Beware! Requires new cuda.
Would not load in 0cc4m/ooba/etc.
New cuda is slower :(
which new cuda? The oobabooga GPTQ cuda branch?
That's the one that won't work.
this one:https://github.com/qwopqwop200/GPTQ-for-LLaMa/tree/cuda will load it and be slow
huh
Yea, I'm looking for another 65b since I don't want to download 127gb of the fp32 model to convert myself. Will see if the maderix works. Unfortunately none of them have a merged alpaca lora.
Did you guys try alpaca-lora-65B-GPTQ-4bit-128g.no-act-order.safetensors
? That was the file I made for old GPTQ ie ooba.
Yea.. it did not work. That is what I downloaded. If you made it with the current cuda branch...
What exactly is the issue? the no-act-order models I make normally work in ooba GPTQ
I will do some testing tomorrow.
It doesn't load and gives me a state dict error until I use the newest cuda branch.
Ah, you must be using CPU offload. Yes I've seen that problem with pre_layer specifically. I will look into it
Was able to run the model on 2 GPUS, 24GB each by using --gpu-memory 17 17.

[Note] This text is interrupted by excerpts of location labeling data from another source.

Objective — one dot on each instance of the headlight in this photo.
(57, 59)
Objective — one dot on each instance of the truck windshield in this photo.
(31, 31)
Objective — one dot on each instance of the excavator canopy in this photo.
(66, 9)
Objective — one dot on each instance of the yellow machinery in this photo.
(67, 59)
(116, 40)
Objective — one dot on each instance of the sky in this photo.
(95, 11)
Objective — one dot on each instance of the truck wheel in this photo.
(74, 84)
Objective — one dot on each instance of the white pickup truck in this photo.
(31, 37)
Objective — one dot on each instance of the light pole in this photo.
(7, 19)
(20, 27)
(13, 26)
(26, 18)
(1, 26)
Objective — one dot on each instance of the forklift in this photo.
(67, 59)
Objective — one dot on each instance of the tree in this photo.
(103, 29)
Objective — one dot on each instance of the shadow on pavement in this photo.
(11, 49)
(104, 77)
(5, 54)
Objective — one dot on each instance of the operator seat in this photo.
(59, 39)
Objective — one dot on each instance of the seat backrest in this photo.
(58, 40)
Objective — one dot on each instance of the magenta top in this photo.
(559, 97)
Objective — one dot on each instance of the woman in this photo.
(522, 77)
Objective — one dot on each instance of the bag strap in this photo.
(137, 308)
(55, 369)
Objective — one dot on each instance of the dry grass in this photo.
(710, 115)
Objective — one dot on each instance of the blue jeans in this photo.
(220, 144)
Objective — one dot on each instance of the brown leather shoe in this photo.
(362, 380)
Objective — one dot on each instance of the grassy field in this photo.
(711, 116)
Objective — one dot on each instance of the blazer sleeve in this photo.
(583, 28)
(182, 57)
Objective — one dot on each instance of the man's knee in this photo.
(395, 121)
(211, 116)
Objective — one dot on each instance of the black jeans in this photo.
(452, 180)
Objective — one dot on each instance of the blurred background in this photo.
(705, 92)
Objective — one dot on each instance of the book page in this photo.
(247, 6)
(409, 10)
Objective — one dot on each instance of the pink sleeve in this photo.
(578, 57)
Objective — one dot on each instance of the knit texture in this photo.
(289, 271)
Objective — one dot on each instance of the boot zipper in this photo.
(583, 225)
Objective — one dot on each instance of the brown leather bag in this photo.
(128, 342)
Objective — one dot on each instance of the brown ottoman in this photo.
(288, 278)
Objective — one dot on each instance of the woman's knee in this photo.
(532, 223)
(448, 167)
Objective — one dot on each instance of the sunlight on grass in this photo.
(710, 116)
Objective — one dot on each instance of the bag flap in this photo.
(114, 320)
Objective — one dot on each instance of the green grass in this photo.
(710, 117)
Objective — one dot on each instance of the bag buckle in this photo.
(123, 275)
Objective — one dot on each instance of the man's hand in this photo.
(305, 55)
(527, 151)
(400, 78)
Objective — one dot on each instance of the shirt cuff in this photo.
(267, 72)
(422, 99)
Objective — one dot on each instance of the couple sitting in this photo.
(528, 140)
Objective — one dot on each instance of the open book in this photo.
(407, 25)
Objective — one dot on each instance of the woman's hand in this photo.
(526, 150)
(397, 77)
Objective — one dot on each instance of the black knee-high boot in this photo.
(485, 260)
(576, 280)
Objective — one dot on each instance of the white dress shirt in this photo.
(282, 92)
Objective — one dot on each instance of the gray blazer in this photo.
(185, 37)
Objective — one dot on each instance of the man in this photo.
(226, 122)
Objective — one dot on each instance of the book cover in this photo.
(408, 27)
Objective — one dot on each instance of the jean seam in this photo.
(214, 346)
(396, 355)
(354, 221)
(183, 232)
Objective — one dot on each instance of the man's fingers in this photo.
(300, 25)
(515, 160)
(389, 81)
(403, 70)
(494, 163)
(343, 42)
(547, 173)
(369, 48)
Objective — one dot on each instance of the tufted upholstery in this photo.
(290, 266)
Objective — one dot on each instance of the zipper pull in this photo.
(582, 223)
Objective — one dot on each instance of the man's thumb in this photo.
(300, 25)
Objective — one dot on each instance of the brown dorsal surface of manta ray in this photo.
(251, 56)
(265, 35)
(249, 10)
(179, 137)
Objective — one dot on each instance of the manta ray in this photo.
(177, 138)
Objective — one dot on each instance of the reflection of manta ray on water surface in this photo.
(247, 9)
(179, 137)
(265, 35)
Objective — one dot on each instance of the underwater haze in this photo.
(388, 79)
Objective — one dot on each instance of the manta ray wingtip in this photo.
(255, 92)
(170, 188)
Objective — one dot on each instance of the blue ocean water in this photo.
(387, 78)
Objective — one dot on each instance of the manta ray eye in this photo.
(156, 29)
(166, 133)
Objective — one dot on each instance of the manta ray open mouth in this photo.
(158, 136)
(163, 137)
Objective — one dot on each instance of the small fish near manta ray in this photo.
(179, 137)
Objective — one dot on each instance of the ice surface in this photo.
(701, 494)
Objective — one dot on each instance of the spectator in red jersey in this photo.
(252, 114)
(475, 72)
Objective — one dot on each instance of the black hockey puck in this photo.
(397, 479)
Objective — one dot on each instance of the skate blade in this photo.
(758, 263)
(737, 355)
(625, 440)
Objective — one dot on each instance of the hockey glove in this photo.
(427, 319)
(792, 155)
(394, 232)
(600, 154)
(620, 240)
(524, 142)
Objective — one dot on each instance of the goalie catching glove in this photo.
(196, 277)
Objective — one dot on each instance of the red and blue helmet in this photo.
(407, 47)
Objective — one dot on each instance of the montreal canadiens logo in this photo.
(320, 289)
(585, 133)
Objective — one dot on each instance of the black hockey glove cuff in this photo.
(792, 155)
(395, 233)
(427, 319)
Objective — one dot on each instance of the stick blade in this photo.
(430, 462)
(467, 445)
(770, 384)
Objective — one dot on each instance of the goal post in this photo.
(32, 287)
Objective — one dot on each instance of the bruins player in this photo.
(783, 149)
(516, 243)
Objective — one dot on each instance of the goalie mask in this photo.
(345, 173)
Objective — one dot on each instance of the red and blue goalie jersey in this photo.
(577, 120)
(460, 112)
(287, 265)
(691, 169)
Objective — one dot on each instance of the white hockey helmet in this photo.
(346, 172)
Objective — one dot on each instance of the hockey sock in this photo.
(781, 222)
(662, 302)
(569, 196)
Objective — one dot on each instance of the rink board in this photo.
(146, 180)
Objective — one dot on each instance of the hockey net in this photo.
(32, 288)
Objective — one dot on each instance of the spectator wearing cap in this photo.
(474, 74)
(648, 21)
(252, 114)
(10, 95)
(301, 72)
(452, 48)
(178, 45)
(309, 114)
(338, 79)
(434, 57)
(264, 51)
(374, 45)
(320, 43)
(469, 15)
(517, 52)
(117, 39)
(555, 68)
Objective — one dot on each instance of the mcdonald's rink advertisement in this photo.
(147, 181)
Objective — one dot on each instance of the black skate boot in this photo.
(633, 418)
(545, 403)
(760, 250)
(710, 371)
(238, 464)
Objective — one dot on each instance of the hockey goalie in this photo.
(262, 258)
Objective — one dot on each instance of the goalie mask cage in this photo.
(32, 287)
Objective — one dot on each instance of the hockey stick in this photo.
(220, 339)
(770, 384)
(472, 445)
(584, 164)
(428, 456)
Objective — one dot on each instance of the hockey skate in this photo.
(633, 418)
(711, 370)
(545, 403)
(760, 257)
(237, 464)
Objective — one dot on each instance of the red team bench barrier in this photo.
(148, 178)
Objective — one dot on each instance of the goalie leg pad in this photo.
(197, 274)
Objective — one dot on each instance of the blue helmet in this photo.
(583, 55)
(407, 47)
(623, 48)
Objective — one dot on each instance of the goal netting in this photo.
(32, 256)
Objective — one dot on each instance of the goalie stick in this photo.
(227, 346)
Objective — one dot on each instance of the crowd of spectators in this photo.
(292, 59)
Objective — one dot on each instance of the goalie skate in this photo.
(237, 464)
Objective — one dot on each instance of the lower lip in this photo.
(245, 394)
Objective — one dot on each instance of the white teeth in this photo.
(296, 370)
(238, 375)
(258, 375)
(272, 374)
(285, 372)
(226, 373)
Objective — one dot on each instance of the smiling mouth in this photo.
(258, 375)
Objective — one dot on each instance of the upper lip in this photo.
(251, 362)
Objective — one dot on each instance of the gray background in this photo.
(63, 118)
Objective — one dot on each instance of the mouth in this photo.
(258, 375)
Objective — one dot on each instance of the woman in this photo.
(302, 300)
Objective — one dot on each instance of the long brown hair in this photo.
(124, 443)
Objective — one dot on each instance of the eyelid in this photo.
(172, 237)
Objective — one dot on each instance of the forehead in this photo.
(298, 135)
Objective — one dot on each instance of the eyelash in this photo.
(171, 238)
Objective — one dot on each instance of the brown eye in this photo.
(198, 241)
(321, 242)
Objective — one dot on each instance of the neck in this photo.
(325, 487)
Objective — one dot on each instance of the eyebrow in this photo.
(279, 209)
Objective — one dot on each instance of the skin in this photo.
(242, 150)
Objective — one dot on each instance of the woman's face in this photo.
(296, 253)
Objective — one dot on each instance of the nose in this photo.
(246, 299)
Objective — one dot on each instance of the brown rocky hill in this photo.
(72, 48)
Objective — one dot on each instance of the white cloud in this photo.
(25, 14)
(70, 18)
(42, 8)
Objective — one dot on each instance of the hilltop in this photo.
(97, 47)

Works well until context is about 1.1K tokens, then runs out of memory.
Nope.. no offload. P40/3090 :) I'll try it with autogptq and see if I get better perf now that it's fixed.
Are you splitting it across GPUs though? Maybe that causes the same issue as CPU offload. Ie not all on the same device
Yeah as you're into AutoGPTQ now just try that instead, and let me know
I am splitting it.. I got it running now. I wonder if it was old instances of gptq_llama being installed. I think I can only do half context and get about 1it/s, slightly over if I just do instruct.
I'd really like to try a 1024 group version to see if it would run full but you only have that for triton. 3090 can use triton but P40 cannot. Autogptq loads but can only do very small contexts because it loads lopsided.